4857 sayılı İş Kanunu’nun 64.maddesine göre “zorunlu nedenlerle işin durması, ulusal bayram ve genel tatillerden önce veya sonra işyerinin tatil edilmesi veya benzer nedenlerle işyerinde normal çalışma sürelerinin önemli ölçüde altında çalışılması veya tamamen tatil edilmesi ya da işçinin talebi ile kendisine izin verilmesi hallerinde, işveren iki ay içinde çalışılmayan süreler için telafi çalışması yaptırabilir. Bu çalışmalar fazla çalışma veya fazla sürelerle çalışma sayılmaz. Telafi çalışmaları, günlük en çok çalışma süresini aşmamak koşulu ile günde üç saatten fazla olamaz. Tatil günlerinde telafi çalışması yaptırılamaz”.

İşçi 4857 sayılı İş Kanundaki koşullara göre işveren tarafından karar verilen bir telafi çalışmasını yapmakla yükümlüdür. Çünkü İş Kanunu m.64/1’de, “işveren… çalışılmayan süreler için telafi çalışması yaptırabilir.” Şeklindeki telafi çalışması uygulamasını işverenin takdirine bırakmıştır. Dolayısıyla işverenin telafi çalışması yaptıracağı zaman işçiden onay almasına gerek yoktur. Telafi çalışmasına katılmak istemeyen işçi, işi ifa borcuna aykırı davrandığından İş K. m25/II (h) fıkrasına göre, iş sözleşmesi işveren tarafından haklı nedenle feshedilebilir (Mollamahmutoğlu, Astarlı, Baysal, İş Hukuku, s.1280).

Yargıtay’a göre de “Dosya içeriğine göre dava konusu işyerinde haftanın 5 günü çalışma yapıldığı Cumartesi günü akdi tatil, Pazar gününün ise hafta tatili olarak kullanıldığı anlaşılmaktadır. Davalı işveren, piyasadaki döviz kurlarının ani dalgalanması ve buna bağlı olarak fiyat oluşmaması, sipariş alınamaması nedeniyle 2006 Haziran sonu ve Temmuz ayının ilk günlerinde işin tatil edilmesi zorunluluğunu doğurduğunu, bu nedenle müteakip aylarda Cumartesi günlerinde çalışma yapılacağını işçilere önceden duyurmuştur. Tanık anlatımlarına göre davacının birkaç Cumartesi günü 08.00-19.00 saatleri arasında çalıştıktan sonra 26.8.2006 Cumartesi gününde çalışmak istememiş ve iş sözleşmesi bu nedenle feshedilmiştir. Ancak Cumartesi günü dava konusu işyeri bakımından tatil günü olduğu gibi, telafi çalışması olduğu belirtilen çalışmanın da günde 3 saatten fazla yapıldığı anlaşılmaktadır.
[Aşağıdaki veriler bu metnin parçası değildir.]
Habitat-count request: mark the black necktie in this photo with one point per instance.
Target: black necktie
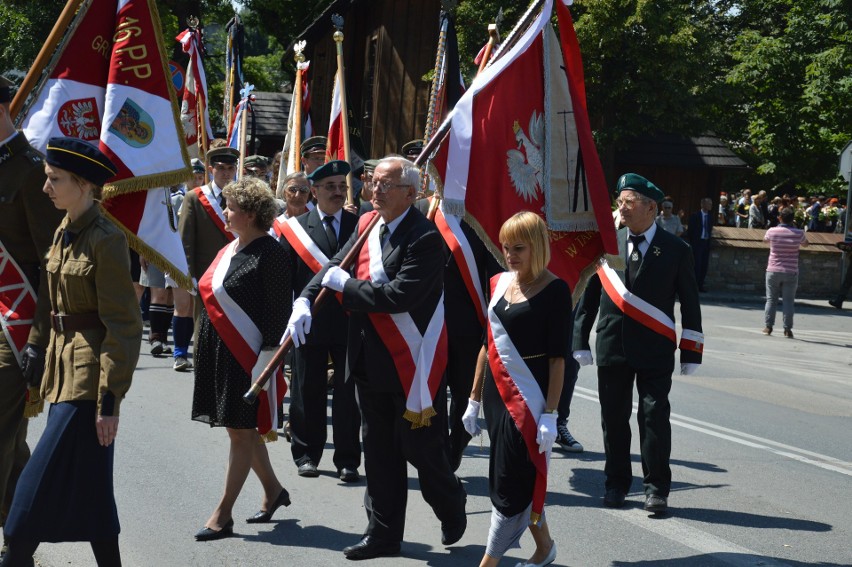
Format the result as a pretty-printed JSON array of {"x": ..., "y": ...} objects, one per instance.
[
  {"x": 329, "y": 232},
  {"x": 635, "y": 259}
]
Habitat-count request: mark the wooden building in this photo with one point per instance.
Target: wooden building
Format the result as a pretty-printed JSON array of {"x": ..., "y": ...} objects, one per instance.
[
  {"x": 687, "y": 169},
  {"x": 388, "y": 48}
]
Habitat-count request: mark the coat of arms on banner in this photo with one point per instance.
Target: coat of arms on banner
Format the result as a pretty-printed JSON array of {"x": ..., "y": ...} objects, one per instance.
[
  {"x": 527, "y": 167},
  {"x": 133, "y": 125},
  {"x": 79, "y": 118}
]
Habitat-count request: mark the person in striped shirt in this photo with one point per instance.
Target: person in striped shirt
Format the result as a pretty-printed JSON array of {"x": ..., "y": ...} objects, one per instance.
[{"x": 782, "y": 271}]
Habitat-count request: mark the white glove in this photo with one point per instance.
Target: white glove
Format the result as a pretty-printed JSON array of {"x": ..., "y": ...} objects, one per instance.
[
  {"x": 335, "y": 278},
  {"x": 583, "y": 357},
  {"x": 299, "y": 324},
  {"x": 469, "y": 418},
  {"x": 687, "y": 368},
  {"x": 546, "y": 432},
  {"x": 263, "y": 358}
]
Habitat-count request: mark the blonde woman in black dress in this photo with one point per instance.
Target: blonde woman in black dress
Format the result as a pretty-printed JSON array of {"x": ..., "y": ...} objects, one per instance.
[{"x": 518, "y": 382}]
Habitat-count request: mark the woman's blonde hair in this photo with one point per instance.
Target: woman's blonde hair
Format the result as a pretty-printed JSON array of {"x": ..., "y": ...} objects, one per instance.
[
  {"x": 528, "y": 228},
  {"x": 253, "y": 196}
]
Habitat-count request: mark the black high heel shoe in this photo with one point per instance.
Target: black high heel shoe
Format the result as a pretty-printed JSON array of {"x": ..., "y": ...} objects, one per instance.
[
  {"x": 262, "y": 517},
  {"x": 209, "y": 534}
]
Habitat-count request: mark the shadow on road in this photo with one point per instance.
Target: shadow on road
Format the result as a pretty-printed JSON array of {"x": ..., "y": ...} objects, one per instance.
[{"x": 721, "y": 558}]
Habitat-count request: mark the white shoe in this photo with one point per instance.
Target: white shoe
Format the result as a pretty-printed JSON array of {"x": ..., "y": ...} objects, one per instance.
[{"x": 551, "y": 557}]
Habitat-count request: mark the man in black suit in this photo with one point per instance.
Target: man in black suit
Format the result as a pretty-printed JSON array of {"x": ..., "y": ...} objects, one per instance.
[
  {"x": 698, "y": 233},
  {"x": 636, "y": 340},
  {"x": 312, "y": 239},
  {"x": 396, "y": 302}
]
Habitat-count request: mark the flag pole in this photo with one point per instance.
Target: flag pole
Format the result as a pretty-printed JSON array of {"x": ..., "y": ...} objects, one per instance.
[
  {"x": 337, "y": 21},
  {"x": 44, "y": 55},
  {"x": 296, "y": 138}
]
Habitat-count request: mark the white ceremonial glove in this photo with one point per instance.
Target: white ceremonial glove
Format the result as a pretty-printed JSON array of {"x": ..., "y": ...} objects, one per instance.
[
  {"x": 299, "y": 324},
  {"x": 584, "y": 357},
  {"x": 469, "y": 418},
  {"x": 546, "y": 432},
  {"x": 687, "y": 368},
  {"x": 335, "y": 278},
  {"x": 263, "y": 358}
]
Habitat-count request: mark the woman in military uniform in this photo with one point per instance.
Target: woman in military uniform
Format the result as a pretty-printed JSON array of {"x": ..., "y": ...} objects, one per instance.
[{"x": 65, "y": 493}]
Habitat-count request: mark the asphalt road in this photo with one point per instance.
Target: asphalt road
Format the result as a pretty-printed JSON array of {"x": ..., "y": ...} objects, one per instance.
[{"x": 762, "y": 465}]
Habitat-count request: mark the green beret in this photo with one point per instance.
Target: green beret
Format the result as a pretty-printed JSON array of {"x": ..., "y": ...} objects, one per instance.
[
  {"x": 635, "y": 182},
  {"x": 223, "y": 155},
  {"x": 313, "y": 144},
  {"x": 256, "y": 161},
  {"x": 330, "y": 169},
  {"x": 412, "y": 148}
]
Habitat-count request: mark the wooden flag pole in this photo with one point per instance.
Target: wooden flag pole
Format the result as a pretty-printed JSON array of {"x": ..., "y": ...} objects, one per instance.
[
  {"x": 44, "y": 55},
  {"x": 337, "y": 20}
]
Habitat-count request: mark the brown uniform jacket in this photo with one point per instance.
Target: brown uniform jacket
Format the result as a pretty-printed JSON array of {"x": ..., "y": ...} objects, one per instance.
[
  {"x": 92, "y": 275},
  {"x": 27, "y": 222},
  {"x": 201, "y": 239}
]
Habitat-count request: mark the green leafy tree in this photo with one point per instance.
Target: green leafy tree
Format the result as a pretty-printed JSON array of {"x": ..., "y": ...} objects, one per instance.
[{"x": 791, "y": 82}]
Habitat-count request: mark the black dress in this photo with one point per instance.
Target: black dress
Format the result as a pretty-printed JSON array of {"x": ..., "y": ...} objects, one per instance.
[
  {"x": 258, "y": 280},
  {"x": 540, "y": 330}
]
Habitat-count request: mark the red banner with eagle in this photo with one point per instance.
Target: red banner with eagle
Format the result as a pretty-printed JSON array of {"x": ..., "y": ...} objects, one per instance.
[
  {"x": 512, "y": 149},
  {"x": 110, "y": 85}
]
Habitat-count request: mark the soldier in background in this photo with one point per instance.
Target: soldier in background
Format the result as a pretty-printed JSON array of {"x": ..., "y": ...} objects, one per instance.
[{"x": 26, "y": 232}]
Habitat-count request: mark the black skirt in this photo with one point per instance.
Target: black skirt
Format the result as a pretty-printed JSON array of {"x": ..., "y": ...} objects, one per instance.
[{"x": 65, "y": 491}]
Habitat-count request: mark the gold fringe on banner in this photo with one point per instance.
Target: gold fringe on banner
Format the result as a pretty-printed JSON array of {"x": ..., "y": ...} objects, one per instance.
[
  {"x": 151, "y": 255},
  {"x": 34, "y": 404}
]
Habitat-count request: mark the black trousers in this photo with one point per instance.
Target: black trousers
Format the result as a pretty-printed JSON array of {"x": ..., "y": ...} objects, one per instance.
[
  {"x": 461, "y": 366},
  {"x": 615, "y": 390},
  {"x": 309, "y": 402},
  {"x": 701, "y": 255},
  {"x": 389, "y": 445}
]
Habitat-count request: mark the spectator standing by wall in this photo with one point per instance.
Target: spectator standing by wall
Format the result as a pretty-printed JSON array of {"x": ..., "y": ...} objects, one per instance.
[{"x": 782, "y": 271}]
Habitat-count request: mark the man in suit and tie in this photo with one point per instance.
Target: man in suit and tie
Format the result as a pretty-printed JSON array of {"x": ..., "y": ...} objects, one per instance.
[
  {"x": 202, "y": 222},
  {"x": 311, "y": 239},
  {"x": 698, "y": 233},
  {"x": 397, "y": 354},
  {"x": 636, "y": 340}
]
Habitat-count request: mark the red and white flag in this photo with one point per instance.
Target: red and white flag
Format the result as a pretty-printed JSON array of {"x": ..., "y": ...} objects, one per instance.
[
  {"x": 334, "y": 148},
  {"x": 110, "y": 84},
  {"x": 194, "y": 92},
  {"x": 533, "y": 150}
]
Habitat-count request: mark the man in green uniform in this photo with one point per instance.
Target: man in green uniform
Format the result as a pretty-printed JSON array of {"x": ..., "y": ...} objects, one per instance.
[{"x": 26, "y": 231}]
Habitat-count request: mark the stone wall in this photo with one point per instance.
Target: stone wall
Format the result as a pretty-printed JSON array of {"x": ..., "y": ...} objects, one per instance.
[{"x": 741, "y": 269}]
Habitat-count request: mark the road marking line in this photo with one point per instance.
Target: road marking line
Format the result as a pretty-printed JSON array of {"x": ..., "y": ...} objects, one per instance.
[
  {"x": 753, "y": 441},
  {"x": 696, "y": 539}
]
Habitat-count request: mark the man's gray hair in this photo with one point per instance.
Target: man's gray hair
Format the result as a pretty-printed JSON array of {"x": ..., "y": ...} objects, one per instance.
[{"x": 410, "y": 173}]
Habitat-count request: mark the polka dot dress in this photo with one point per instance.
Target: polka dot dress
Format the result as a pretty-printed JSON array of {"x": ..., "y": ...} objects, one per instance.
[{"x": 258, "y": 280}]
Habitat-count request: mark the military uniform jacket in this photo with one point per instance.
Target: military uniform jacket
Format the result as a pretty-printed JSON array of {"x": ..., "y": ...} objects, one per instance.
[
  {"x": 666, "y": 274},
  {"x": 329, "y": 324},
  {"x": 92, "y": 275},
  {"x": 201, "y": 238},
  {"x": 29, "y": 220},
  {"x": 413, "y": 259}
]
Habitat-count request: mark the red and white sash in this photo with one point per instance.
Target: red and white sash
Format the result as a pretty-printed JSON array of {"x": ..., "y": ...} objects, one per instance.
[
  {"x": 241, "y": 336},
  {"x": 643, "y": 312},
  {"x": 420, "y": 360},
  {"x": 450, "y": 228},
  {"x": 17, "y": 303},
  {"x": 518, "y": 388},
  {"x": 214, "y": 211},
  {"x": 305, "y": 247}
]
Bu durumda davacının çalışmak istememesi Yukarıda belirtilen hükümlere uygun düşmektedir. Mevcut olgulara göre feshin haklı veya geçerli nedene dayandığını kabul etmek mümkün görülmediğinden mahkemece davanın kabulü yerine yazılı şekilde reddi hatalı olmuştur”. (Y9HD.17.3.2008 T., E.2007/27667/11104 K.2008/5298 Legalbank).

Sonuç olarak, 4857 sayılı Kanunda telafi çalışmasının sadece tatil günlerinde yaptırılamayacağı belirtilmiş, tatil gününün kanuni ya da akdi olduğuna değinilmemiştir (m.64/2). Dolayısıyla haftanın beş günü çalışılan işyerlerinde cumartesi günü akdi tatil ise, bu günler de telafi çalışması yaptırılamaz. Yargıtay’ın aynı yönde verdiği kararında da “dava konusu işyerinde haftanın beş günü çalışma yapıldığı cumartesi günü akdi tatil, pazar gününün ise hafta tatili olarak kullanıldığı anlaşıldığından bu günlerde telafi çalışması yaptırılamaz” denilmektedir.